= Devashila Yatra =

Historical Hindu Yatra in the Indian subcontinent

Devashila Yatra (Devanagari: देवशिला यात्रा) was a famous Hindu religious processions journey in which two large and ancient Shaligram stones were brought from the Gandaki River in Nepal to Ayodhya in India. The Yatra was conducted in the year 2023. It was a significant event for Hindu devotees, with large numbers of people gathering along the route to pay their respects to the sacred stones. Initially it was supposed that the sacred stones would be used to construct the idol of Lord Rama but later these were not used in the construction of the idol due to some religious reasons.

== Background ==
Every year, on the Shukla Panchami of the Hindu month Margashirsha, a marriage anniversary of Lord Rama and Goddess Sita known as Vivah Panchami is organised at the Janaki Mandir located in Janakpurdham.

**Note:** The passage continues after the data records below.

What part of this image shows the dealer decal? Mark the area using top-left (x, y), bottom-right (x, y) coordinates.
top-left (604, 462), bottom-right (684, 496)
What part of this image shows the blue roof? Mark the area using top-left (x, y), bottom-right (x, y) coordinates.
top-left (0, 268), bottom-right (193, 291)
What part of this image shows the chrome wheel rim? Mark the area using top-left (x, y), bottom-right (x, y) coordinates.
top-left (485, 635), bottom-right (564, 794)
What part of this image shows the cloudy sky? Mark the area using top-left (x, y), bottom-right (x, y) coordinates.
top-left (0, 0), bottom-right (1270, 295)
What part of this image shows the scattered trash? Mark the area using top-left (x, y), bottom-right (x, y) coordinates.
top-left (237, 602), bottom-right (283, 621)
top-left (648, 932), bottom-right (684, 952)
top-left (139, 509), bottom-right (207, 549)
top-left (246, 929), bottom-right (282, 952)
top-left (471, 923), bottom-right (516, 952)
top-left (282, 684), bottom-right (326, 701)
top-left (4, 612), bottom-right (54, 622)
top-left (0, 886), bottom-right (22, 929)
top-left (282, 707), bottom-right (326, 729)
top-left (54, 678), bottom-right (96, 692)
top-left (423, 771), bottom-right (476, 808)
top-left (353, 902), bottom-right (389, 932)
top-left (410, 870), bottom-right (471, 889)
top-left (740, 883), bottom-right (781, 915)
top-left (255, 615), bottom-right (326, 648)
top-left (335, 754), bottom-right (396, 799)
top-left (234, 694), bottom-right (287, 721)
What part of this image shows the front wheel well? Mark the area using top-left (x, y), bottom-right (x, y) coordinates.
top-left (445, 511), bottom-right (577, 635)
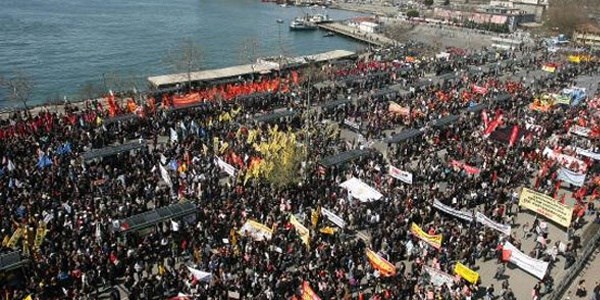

On the occasion of the Vivah Panchami, a wedding procession of Lord Rama arrives to Janakpur from Ayodhya. The wedding procession of Lord Rama is called as Ram Baraat. After the completion of the wedding anniversary of Lord Rama and Goddess Sita, the Ram Baraat departs from Janakpur to Ayodhya. There is a tradition in the Janaki Mandir that at the time of departure of the Ram Baraat, the Mahant of Janaki Mandir gives some gifts to the wedding guests. The then Mahant Ram Tapeshwardas Vaishnav of the Janaki Mandir felt that the idol of Ramlala to be installed in the Ram Mandir being built in Ayodhya, should be made from sacred Shaligram of Krishna Gandaki river.

== History ==
These sacred stones were given as gifts to the Ram Baraat that had come from Ayodhya to Janakpur during the occasion of the Vivah Panchami festival in the year 2022. These were gifted at the time of the departure of the Ram Baraat from Janakpur to Ayodhya. On 28 November 2022, the Mahant Ram Tapeshwardas Vaishnav of Janakpurdham, had taken resolution during the occasion of the Vivah Panchami that these huge Shaligram Devashilas would be given as a gift to prepare the idol of Ramlala. According to Rajendra Pankaj, the convener of Ram Baraat cum coordinator of Devashila Yatra, the resolution was taken after worshipping three small Shaligram stones by the Mahant. After that the Mahant of Janakpurdham asked for Devashilas from the federal Government of Nepal as well as the provincial Government of Gandaki Pradesh to gift in the Janaki Vivah Panchami. These Devashilas were not available at the time of the occasion of the marriage anniversary of Lord Rama and Goddess Sita, then. In 2023, the governments handed over the demanded two huge Devashilas to the Mahant of Janakpurdham. After that it was finally handed over to the convener of Ram Baraat as gifts promised earlier by the Mahant.